System Failure Incident Report

Date of Incident: January 20, 2026 Date of Diagnostics: February 3, 2026 21:19:30 UTC Examiner Host: Debian 13 Live (Ventoy USB) Report Generated: February 3, 2026


1. Executive Summary

The system, an HP Z420 Workstation running Zorin OS 18, suffered an abrupt unplanned power loss on February 3, 2026 at approximately 19:30-19:40 UTC (1:30-1:40 PM CST). The failure occurred during active use (a Google Voice call). Symptoms included display corruption (garbage on 2 of 3 screens, all screens going black) followed by a complete system halt. On attempted reboot, the system reported "no boot partition found."

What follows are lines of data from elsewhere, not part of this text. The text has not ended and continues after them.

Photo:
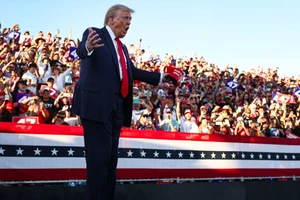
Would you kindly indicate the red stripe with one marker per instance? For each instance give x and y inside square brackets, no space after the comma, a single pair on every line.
[72,174]
[127,133]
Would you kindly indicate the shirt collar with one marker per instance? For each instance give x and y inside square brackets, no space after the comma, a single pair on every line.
[111,33]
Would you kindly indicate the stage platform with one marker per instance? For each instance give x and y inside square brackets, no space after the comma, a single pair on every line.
[248,190]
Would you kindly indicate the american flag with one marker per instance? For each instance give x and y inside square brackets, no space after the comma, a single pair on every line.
[49,152]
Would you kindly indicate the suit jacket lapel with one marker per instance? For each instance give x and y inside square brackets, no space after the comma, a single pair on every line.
[111,47]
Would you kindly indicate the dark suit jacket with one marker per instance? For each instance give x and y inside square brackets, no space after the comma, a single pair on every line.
[99,84]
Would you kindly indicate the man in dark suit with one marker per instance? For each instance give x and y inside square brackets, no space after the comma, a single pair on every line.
[103,97]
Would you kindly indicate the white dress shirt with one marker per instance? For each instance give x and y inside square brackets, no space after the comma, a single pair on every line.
[113,37]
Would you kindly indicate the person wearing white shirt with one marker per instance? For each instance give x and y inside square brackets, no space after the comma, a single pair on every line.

Post-mortem analysis was performed by booting from a Ventoy live USB and collecting system diagnostics. Key findings indicate the root cause is an EFI boot partition UUID mismatch preventing the system from locating its boot partition, combined with evidence of an abrupt power loss (not a graceful shutdown). Pre-existing USB subsystem instability, SAS controller errors, and use of the nouveau driver for a high-end NVIDIA GPU are contributing factors to overall system fragility.


2. System Identification

Component Detail
Hostname datapage-HP-Z420-Workstation
Make/Model HP Z420 Workstation
BIOS HP J61 v03.65 (dated 12/19/2013)
Serial Number 2UA3070N85
OS Zorin OS 18 (Ubuntu Noble / Debian-based)
Kernel 6.14.0-37-generic
CPU Intel Xeon E5-1620 @ 3.60GHz (4 cores / 8 threads)
RAM 64 GB (65,780,188 kB) DDR3
GPU NVIDIA GeForce GTX 1080 Ti (MSI GP102, rev a1)
GPU Driver nouveau (open-source)
Primary User datapage (UID 1000)

3. Storage Configuration

3.1 Disk Inventory

Device Model Serial Capacity Partition Table Role
/dev/sda Seagate ST4000NM0033-9ZM170 Z1Z1QP0T 4.00 TB GPT DATA storage
/dev/sdb Seagate ST6000NM0044 Z4D3ERLP 6.00 TB GPT Boot/OS (root + EFI)
/dev/sdc Verbatim STORE N GO N/A 115 GB MBR Ventoy live USB (diagnostics)

3.2 Partition Layout

sda (DATA drive):

Partition Type UUID Size Label
/dev/sda1 ext4 c838064f-3514-44a6-bd21-332589e759a9 3.6 TB DATA

sdb (Boot/OS drive):

Partition Type UUID Size Label
/dev/sdb1 vfat (EFI) 03EB-99ED 512 MB EFI System Partition
/dev/sdb2 ext4 d55d5368-f9c9-480a-a92f-f86516cacfca 5.5 TB Root filesystem

3.3 Disk Usage (at time of diagnostics)

Filesystem Size Used Available Use%
/dev/sda1 (DATA) 3.6 TB 839 GB 2.6 TB 25%
/dev/sdb2 (Root) 5.5 TB 719 GB 4.5 TB 14%

3.4 SATA Link Negotiation Anomaly

The boot drive (sdb, ST6000NM0044) is capable of SATA 3.1 at 6.0 Gb/s but is currently operating at 3.0 Gb/s. This downgrade can indicate a marginal SATA cable, loose connector, or signal integrity issue on that port. This does not directly cause the crash but indicates suboptimal hardware conditions on the boot drive interface.


4. Root Cause Analysis

4.1 Primary: EFI Boot Partition UUID Mismatch (Boot Failure)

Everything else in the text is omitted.